I recently had the opportunity to see webinars featuring a couple of software systems for taxonomy construction/management and content categorization. The systems were both impressive and, if I didn’t have 20 years in the business, I would have been totally awed … and snowed. It’s easy to be overwhelmed by a slick appearance and professional presentation.

Early in my career, I was overwhelmed and confused by the terminology—its abundance, multiplicity, and ambiguity. Each software company used different words, all very catchy, developed by a creative marketing department. I didn’t get whether they were talking about different concepts or the same in different verbal wrappers. Cutting through the terminology to identify key software features and functions can be tough. Yet that’s just what must be done for an informed buying decision.

One of the buzzwords I came across in these recent webinars was “content-driven” (or “data-driven”) to describe a taxonomy. To my amazement, this was described as a “trend” in taxonomy construction by the presenter for the company “with over 15 years of experience.” Apparently it was intended as a strike at a “top-down” approach to pulling together terms for a taxonomy based on an abstract, authoritative view of a domain. The top-down approach was described as more complex than necessary and including nodes not reflecting your content.

However, the discussion ignored the equally familiar and long established counterpart to top-down. This is the “bottom-up” approach, drawing terms directly from the documents to be categorized, i.e., content-driven. Here’s a link to a brief description of the strategies written in 1996 by Jessica Milstead.
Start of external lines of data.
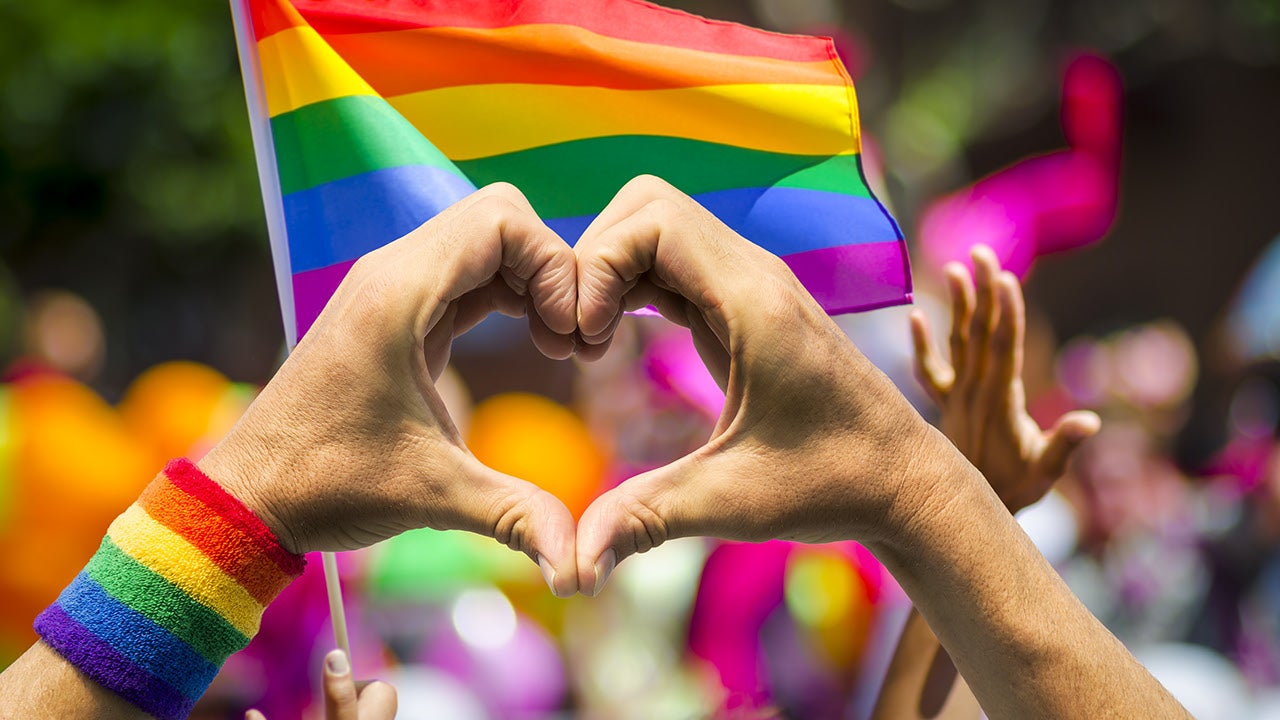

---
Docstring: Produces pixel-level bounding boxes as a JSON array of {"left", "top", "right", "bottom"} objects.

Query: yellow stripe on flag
[
  {"left": 388, "top": 85, "right": 859, "bottom": 160},
  {"left": 257, "top": 27, "right": 378, "bottom": 118}
]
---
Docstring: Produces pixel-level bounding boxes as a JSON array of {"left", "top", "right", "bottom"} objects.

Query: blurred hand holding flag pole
[{"left": 232, "top": 0, "right": 911, "bottom": 661}]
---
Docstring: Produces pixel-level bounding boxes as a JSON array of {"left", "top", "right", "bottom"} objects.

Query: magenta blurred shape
[
  {"left": 920, "top": 55, "right": 1123, "bottom": 277},
  {"left": 223, "top": 552, "right": 387, "bottom": 717},
  {"left": 689, "top": 541, "right": 890, "bottom": 708},
  {"left": 689, "top": 541, "right": 791, "bottom": 707},
  {"left": 644, "top": 327, "right": 724, "bottom": 420}
]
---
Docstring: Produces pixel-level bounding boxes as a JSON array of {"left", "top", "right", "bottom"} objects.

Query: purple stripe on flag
[
  {"left": 293, "top": 260, "right": 356, "bottom": 340},
  {"left": 36, "top": 603, "right": 195, "bottom": 720},
  {"left": 293, "top": 240, "right": 911, "bottom": 337},
  {"left": 782, "top": 240, "right": 911, "bottom": 315}
]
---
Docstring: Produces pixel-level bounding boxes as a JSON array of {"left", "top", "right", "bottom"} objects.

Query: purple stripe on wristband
[{"left": 36, "top": 603, "right": 195, "bottom": 720}]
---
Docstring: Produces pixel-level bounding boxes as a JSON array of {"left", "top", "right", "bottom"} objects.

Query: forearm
[
  {"left": 872, "top": 607, "right": 980, "bottom": 720},
  {"left": 873, "top": 446, "right": 1187, "bottom": 719},
  {"left": 0, "top": 461, "right": 303, "bottom": 720},
  {"left": 0, "top": 642, "right": 151, "bottom": 720}
]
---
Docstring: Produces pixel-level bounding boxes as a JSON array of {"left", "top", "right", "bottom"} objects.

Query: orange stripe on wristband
[
  {"left": 138, "top": 479, "right": 293, "bottom": 605},
  {"left": 164, "top": 459, "right": 307, "bottom": 575}
]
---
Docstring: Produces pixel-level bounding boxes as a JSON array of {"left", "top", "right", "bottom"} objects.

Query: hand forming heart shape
[{"left": 201, "top": 177, "right": 946, "bottom": 596}]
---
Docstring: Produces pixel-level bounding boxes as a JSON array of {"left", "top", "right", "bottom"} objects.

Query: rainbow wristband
[{"left": 36, "top": 460, "right": 306, "bottom": 720}]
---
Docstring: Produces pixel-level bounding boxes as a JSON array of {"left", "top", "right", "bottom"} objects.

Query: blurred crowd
[{"left": 0, "top": 0, "right": 1280, "bottom": 720}]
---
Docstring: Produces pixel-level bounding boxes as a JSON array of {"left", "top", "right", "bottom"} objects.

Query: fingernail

In most cases, building a taxonomy or thesaurus requires a hybrid approach, with the overall organization based on a top-down approach for navigation and the bulk of terms reflecting the preferred terms for concepts in the domain and drawn from the actual documents. The strategies are most often used in balance, with the taxonomist providing a logical “top” structure into which the content-linked terms can fit.

The software on display generated a list of candidate terms, offering words and phrases from the content as terms. But this was just a starting point in taxonomy construction. Time for the taxonomist to add the value of organization through hierarchical, associative, and equivalence relationships.

Ah, “relationships” takes me to semantics, another buzzword that sounds very impressive and truly represents the power of taxonomies. The key thing to remember is that semantics in a taxonomy starts with the hierarchical, associative, and equivalence relationships. (Actually, a taxonomy with all those features is more accurately called a thesaurus). Organizing terms in a hierarchy of broader and narrower concepts—from general to specific—and recognizing synonymous alternative expressions and internal conceptual links all add semantic richness to terms by providing context based on the meanings of words. These are features built into a well-developed taxonomy, providing pivot points from one term to another through logical semantic associations. Applied as metadata to content items, the taxonomy terms provide semantic enrichment.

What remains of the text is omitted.